[Mlir-commits] [mlir] [mlir] alloc-to-alloca conversion for memref (PR #65335)

Oleksandr Alex Zinenko llvmlistbot at llvm.org
Tue Sep 5 08:27:46 PDT 2023


https://github.com/ftynse created https://github.com/llvm/llvm-project/pull/65335:

Introduce a simple conversion of a memref.alloc/dealloc pair into an alloca in the same scope. Expose it as a transform op and a pattern.

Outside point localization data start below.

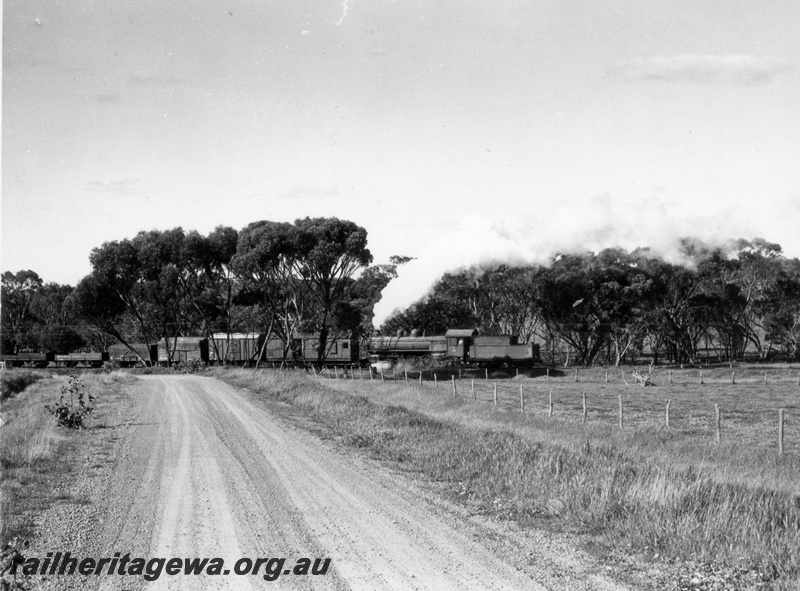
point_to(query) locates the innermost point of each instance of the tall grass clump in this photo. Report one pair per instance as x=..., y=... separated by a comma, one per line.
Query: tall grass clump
x=34, y=452
x=621, y=500
x=14, y=381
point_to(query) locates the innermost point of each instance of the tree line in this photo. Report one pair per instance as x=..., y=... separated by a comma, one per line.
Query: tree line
x=614, y=305
x=315, y=276
x=270, y=277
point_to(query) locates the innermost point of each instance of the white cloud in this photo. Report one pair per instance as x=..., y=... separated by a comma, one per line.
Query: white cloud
x=742, y=70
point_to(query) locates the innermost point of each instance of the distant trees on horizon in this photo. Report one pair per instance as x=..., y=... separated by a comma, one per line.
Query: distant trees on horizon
x=316, y=276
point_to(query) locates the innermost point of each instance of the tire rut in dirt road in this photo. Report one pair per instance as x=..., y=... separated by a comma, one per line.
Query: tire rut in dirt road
x=208, y=473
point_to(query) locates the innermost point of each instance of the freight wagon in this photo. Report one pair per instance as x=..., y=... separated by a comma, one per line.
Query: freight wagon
x=457, y=347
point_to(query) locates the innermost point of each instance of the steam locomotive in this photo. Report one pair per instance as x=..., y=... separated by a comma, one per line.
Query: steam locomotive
x=457, y=347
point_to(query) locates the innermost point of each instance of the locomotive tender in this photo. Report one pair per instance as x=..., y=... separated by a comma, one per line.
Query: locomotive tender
x=461, y=347
x=457, y=347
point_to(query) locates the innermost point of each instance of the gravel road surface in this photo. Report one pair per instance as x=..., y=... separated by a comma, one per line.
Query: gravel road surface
x=200, y=470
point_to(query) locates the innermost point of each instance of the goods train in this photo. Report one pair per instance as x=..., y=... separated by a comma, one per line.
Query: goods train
x=456, y=347
x=42, y=360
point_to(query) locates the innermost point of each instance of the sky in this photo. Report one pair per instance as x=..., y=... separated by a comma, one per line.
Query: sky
x=452, y=131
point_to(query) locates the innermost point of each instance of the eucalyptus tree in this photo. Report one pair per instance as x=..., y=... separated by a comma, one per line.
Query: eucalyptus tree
x=329, y=252
x=264, y=262
x=18, y=293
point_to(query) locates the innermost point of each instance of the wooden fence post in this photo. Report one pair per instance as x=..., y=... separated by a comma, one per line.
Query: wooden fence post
x=583, y=420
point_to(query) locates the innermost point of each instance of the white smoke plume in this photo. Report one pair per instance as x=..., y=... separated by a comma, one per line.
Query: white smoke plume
x=482, y=242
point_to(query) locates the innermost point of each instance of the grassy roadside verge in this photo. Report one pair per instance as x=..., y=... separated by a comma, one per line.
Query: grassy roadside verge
x=746, y=534
x=37, y=458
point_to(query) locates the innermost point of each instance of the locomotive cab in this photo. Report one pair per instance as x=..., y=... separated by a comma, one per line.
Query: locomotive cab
x=459, y=343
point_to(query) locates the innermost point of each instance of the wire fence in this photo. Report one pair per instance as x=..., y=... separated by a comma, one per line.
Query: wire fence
x=746, y=407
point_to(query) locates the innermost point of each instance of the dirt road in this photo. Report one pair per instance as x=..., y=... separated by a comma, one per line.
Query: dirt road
x=201, y=471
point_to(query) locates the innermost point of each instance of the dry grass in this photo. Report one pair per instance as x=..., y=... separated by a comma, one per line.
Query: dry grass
x=35, y=454
x=672, y=494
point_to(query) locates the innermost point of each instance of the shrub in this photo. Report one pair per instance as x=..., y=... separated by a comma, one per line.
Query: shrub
x=67, y=414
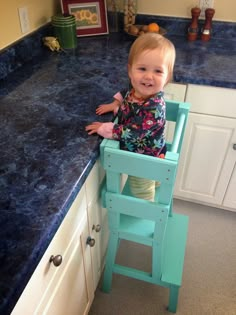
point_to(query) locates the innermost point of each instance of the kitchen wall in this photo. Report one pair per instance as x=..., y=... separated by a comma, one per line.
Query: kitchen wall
x=40, y=13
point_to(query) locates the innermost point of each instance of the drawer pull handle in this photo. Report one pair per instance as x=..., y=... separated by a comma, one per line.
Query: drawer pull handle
x=97, y=227
x=90, y=241
x=56, y=260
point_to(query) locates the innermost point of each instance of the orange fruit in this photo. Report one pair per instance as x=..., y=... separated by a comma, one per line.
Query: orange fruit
x=153, y=27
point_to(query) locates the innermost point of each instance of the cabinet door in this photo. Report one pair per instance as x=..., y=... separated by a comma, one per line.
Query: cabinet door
x=71, y=291
x=207, y=159
x=98, y=226
x=230, y=196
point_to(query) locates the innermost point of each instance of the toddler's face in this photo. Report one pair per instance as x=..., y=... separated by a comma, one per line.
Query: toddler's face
x=148, y=73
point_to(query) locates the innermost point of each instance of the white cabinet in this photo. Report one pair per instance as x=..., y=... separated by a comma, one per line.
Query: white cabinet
x=207, y=166
x=97, y=218
x=68, y=288
x=175, y=92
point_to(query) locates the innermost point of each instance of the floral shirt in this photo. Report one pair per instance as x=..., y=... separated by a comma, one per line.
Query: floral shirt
x=140, y=125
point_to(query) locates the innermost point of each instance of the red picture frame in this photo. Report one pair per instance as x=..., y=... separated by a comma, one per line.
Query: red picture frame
x=91, y=16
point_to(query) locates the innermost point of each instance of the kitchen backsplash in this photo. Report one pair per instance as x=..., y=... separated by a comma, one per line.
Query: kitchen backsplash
x=31, y=46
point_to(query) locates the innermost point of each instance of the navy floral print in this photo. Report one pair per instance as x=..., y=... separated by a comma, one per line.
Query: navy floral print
x=140, y=126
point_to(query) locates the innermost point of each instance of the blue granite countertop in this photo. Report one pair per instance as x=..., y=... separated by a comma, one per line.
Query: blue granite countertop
x=45, y=153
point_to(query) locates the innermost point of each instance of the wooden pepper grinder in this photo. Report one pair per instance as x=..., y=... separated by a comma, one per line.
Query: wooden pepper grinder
x=193, y=28
x=206, y=31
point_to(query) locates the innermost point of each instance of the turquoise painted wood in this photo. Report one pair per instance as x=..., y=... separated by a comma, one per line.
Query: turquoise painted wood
x=150, y=223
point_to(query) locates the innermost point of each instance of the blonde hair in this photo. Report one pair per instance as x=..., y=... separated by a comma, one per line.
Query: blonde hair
x=150, y=41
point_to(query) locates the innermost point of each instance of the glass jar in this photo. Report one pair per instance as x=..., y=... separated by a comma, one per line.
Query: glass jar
x=130, y=11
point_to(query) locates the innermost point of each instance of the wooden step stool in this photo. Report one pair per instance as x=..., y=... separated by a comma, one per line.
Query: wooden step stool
x=141, y=221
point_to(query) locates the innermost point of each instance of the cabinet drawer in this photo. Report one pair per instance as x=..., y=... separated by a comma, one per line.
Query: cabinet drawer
x=212, y=100
x=46, y=271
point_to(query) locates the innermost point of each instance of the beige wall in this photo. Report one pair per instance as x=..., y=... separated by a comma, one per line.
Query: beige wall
x=40, y=12
x=225, y=9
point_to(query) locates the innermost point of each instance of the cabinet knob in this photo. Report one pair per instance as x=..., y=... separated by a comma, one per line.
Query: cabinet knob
x=90, y=241
x=56, y=260
x=97, y=227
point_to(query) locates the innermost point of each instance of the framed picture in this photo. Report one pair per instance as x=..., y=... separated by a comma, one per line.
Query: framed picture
x=90, y=15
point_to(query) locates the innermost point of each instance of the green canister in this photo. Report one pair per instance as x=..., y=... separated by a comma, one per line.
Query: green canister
x=64, y=27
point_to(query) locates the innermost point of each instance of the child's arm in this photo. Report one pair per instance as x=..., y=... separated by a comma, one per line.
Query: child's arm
x=106, y=108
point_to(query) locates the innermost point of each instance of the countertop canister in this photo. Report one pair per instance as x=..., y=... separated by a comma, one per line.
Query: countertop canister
x=64, y=27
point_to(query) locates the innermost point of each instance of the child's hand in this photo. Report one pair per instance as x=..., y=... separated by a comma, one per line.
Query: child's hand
x=93, y=127
x=106, y=108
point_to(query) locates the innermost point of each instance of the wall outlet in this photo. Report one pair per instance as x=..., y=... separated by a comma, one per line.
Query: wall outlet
x=205, y=4
x=24, y=19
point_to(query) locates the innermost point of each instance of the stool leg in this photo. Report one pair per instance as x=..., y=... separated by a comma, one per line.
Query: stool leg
x=173, y=298
x=110, y=260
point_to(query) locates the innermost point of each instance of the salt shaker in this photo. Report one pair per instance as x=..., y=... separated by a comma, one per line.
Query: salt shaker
x=130, y=11
x=206, y=31
x=193, y=28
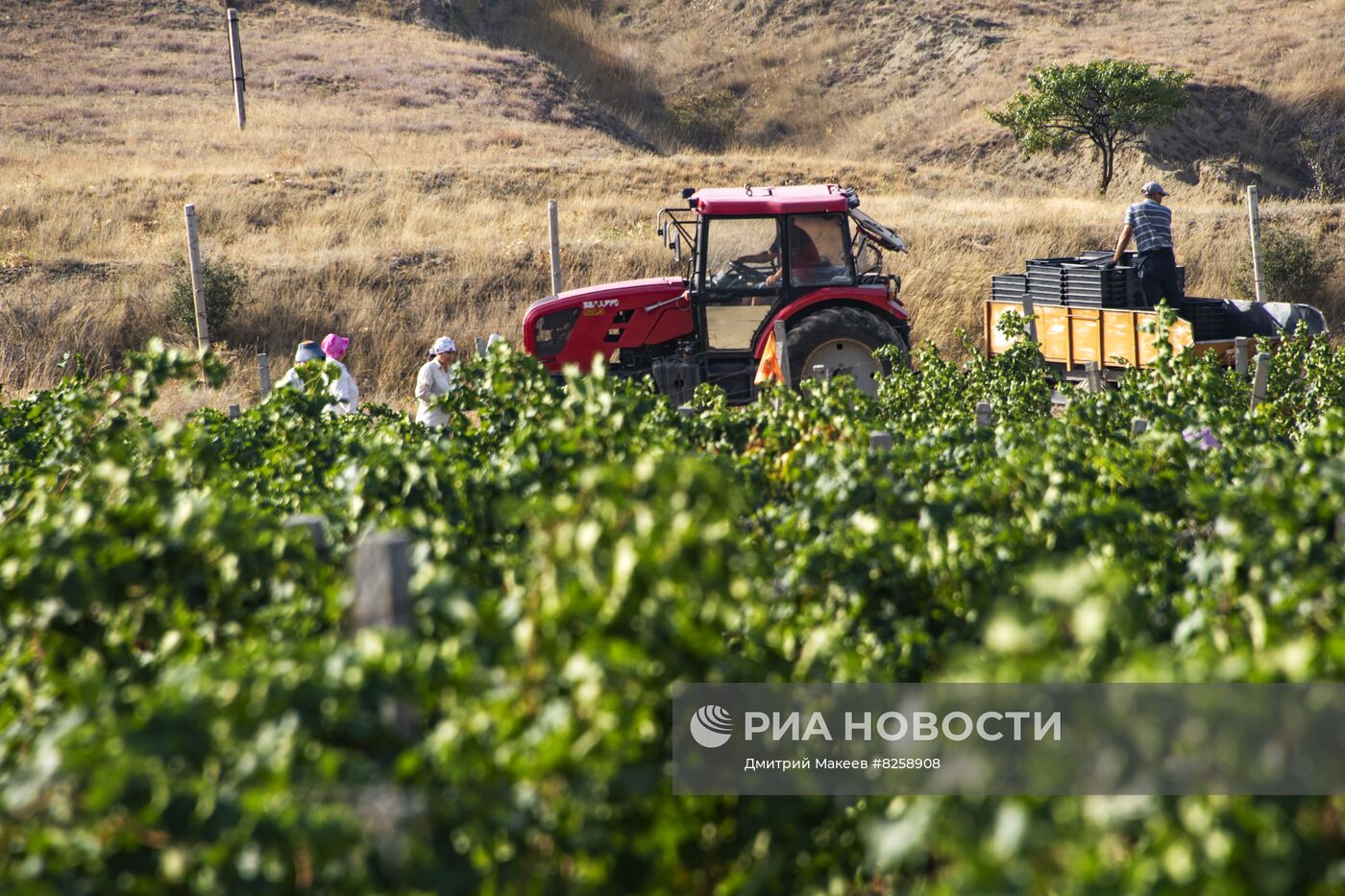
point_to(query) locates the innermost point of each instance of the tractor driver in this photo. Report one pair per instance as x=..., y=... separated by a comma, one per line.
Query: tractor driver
x=803, y=254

Allocas typically lower to stack allocations as opposed to alloc/dealloc that lower to significantly more expensive malloc/free calls. In addition, this can be combined with allocation hoisting from loops to further improve performance.

>From 8c2c5dd19dcef41907dbfcfd7cd32fdb6db89ebb Mon Sep 17 00:00:00 2001
From: Alex Zinenko <zinenko at google.com>
Date: Tue, 5 Sep 2023 15:04:52 +0000
Subject: [PATCH] [mlir] alloc-to-alloca conversion for memref

Introduce a simple conversion of a memref.alloc/dealloc pair into an
alloca in the same scope. Expose it as a transform op and a pattern.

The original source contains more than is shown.